Mr Kershaw was talking, enthusiastically, about the new GNVQ part one exam which his school has helped to develop during the past two years. Coundon Court is one of 250 schools across the country to participate in the six-subject pilot scheme.

The results, he said, were excellent. All 64 taking the intermediate level got full accreditation as did all four pupils who took the foundation level.

But he denied that the courses in business and health were an easy option, or that the exam would become a “dustbin” qualification.

Mr Kershaw agreed there could be a potential for a two-tier system to develop if all the less- academic students in a school were offered GNVQs, but Coundon Court had “resisted this tooth and nail” by selling it to parents and students as a prestigious qualification that was an alternative to GCSE. Mr Kershaw said that the group of students who opted for GNVQs had included more than its fair share of the more able.

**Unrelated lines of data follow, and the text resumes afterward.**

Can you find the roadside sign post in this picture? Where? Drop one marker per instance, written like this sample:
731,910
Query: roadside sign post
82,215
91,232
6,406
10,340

Ruth Westbrook, head of Tile Hill Wood in Coventry, said 30 of the 35 young people taking the intermediate level gained full accreditation.

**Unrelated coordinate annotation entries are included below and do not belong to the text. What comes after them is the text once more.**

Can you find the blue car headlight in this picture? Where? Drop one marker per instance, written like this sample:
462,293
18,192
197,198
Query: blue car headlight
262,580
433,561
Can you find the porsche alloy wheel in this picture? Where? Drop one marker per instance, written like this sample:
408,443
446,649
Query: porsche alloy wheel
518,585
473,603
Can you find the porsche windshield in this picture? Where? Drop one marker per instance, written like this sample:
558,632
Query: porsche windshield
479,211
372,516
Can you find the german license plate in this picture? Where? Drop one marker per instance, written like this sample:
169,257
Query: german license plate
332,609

She was not opposed to some students taking mainly GNVQs rather than GCSEs, although her students took GNVQs in addition to their GCSEs.

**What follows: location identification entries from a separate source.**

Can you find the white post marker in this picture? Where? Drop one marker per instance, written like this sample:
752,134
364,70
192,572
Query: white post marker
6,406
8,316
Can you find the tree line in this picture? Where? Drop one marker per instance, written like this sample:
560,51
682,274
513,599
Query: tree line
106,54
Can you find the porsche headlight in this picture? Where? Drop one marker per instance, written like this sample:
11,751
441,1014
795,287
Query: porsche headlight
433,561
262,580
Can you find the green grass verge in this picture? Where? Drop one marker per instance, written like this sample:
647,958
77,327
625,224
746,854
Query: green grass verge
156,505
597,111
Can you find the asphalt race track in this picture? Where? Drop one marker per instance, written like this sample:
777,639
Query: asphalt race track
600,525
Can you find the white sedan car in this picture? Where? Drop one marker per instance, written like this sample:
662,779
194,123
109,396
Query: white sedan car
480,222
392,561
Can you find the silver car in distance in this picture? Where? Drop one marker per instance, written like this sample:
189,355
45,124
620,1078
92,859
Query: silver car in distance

GNVQ students would not become a bottom stream, she insisted, because the courses were a “high-quality alternative” that used a different approach, which suited some students more than others.

CONFUSED? The General National Vocational Qualification now comes in three flavours. Until this year it was largely a sixth-form pursuit. Students could take an “advanced” version, worth two A-levels, or the “intermediate” GNVQ, equivalent to five good passes at GCSE.

The new GNVQ part one is aimed at Year 11. And this is where it gets complicated. A part one can itself come in “intermediate” form, worth two higher grade GCSEs, or as a “foundation” GNVQ, worth two grades D-G. Seasoned observers will know there is no part two. None is expected.